Kata Bijak 1: Jangan takut banyak anak karena takut miskin karena setiap anak yang lahir sudah disediakan rejekinya.
Komentar: Sebuah kalimat yang sangat bijak, tidak salah dan sebagai ummat beragama saya percaya itu benar. Kalimat ini masih sering saya dengar dan bahkan dari pejabat yang berpengaruh bagi orang banyak. Saya tidak hendak mempersoalkan kebenaran dalil di atas. Cuma berhati-hatilah mengimplementasikan dalam kehidupan sosial kita. Bisa jadi kita tidak bijaksana menggunakan dalil tersebut. Dan saya hanya akan menyorot aspek sosialnya saja.

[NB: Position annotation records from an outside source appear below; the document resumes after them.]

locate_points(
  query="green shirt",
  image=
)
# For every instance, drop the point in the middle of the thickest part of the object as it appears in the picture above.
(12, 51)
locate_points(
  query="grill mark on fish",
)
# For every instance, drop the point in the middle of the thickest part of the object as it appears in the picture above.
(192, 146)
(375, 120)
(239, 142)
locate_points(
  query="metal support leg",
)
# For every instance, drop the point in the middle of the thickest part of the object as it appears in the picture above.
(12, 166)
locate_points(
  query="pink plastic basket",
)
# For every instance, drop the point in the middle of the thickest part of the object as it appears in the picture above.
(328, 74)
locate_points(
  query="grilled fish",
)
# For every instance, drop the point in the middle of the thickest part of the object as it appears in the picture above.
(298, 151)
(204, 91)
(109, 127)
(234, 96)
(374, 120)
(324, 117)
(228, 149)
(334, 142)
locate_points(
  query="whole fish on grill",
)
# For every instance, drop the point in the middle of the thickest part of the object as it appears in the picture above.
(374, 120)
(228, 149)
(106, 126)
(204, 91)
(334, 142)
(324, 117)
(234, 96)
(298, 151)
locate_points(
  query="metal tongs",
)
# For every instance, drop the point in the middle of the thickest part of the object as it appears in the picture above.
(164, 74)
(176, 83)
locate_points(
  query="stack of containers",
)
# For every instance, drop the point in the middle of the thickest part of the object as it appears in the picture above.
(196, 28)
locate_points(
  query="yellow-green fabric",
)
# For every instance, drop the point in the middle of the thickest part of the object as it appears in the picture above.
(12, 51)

Saya pernah dengar dari seorang guru agama kalau udara yang kita hirup setiap hari adalah rejeki bagi kita, tanah yang kita injakpun adalah rejeki yang diberikan oleh Yang Maha Kuasa. Jadi begitu kita lahir dan bernafas maka jelas kita langsung mendapat rejeki yang namanya udara. Kemudian dibaringkan di atas tempat tidur bayi, maka tempat itu dan tanah di bawahnya adalah rejeki bagi sibayi. Ketika kehausan dia mendapat ASI yang bergizi tinggi sebagai rejeki juga. Dan seterusnya setelah bayi bisa melihat dia akan memandang figur seorang ayah. Rejeki juga kan? Pendek kata, begitu lahir sudah pasti mendapat rejeki tak ternilai dari Tuhan Yang Maha Pemurah.

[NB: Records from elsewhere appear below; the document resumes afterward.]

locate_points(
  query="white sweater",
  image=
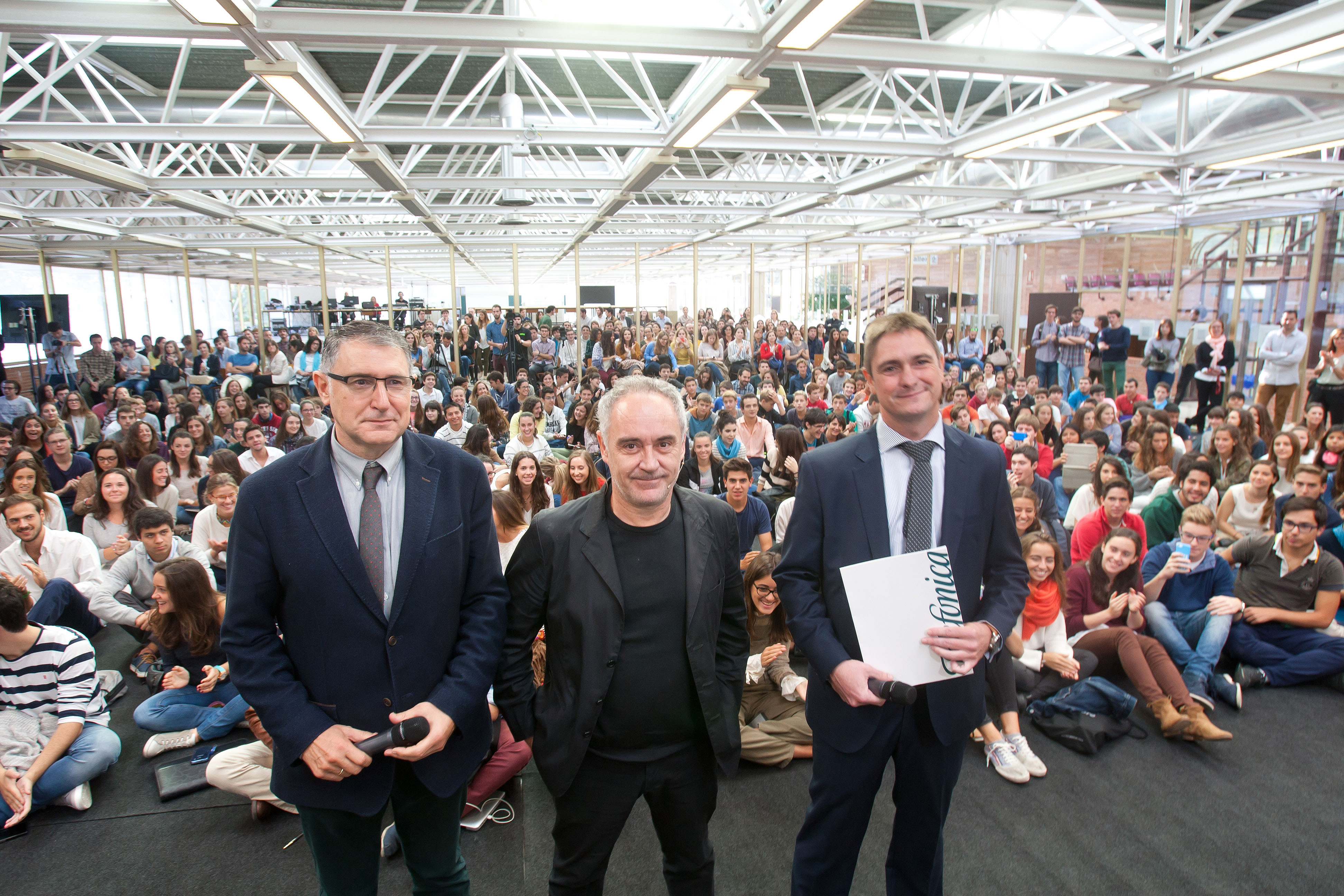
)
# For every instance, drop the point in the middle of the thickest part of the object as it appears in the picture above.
(1053, 638)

Sikap beberapa orang yang bahkan mungkin sikap beberapa pejabat yang terlanjur banyak anak sebagaimana judul artikel sepertinya sangat bijaksana. Tapi coba kita lihat kenyataannya di luar sana, begitu banyak orang yang tidak mampu membayar biaya rumah sakit bersalin, tidak mampu memenuhi kebutuhan gizi bagi bayi yang dilahirkannya. Kita sering menemukan kasus gizi buruk karena orang tuanya tidak mampu memberi makan yang layak atau setidaknya mereka tidak mampu ilmunya dalam merawat anak.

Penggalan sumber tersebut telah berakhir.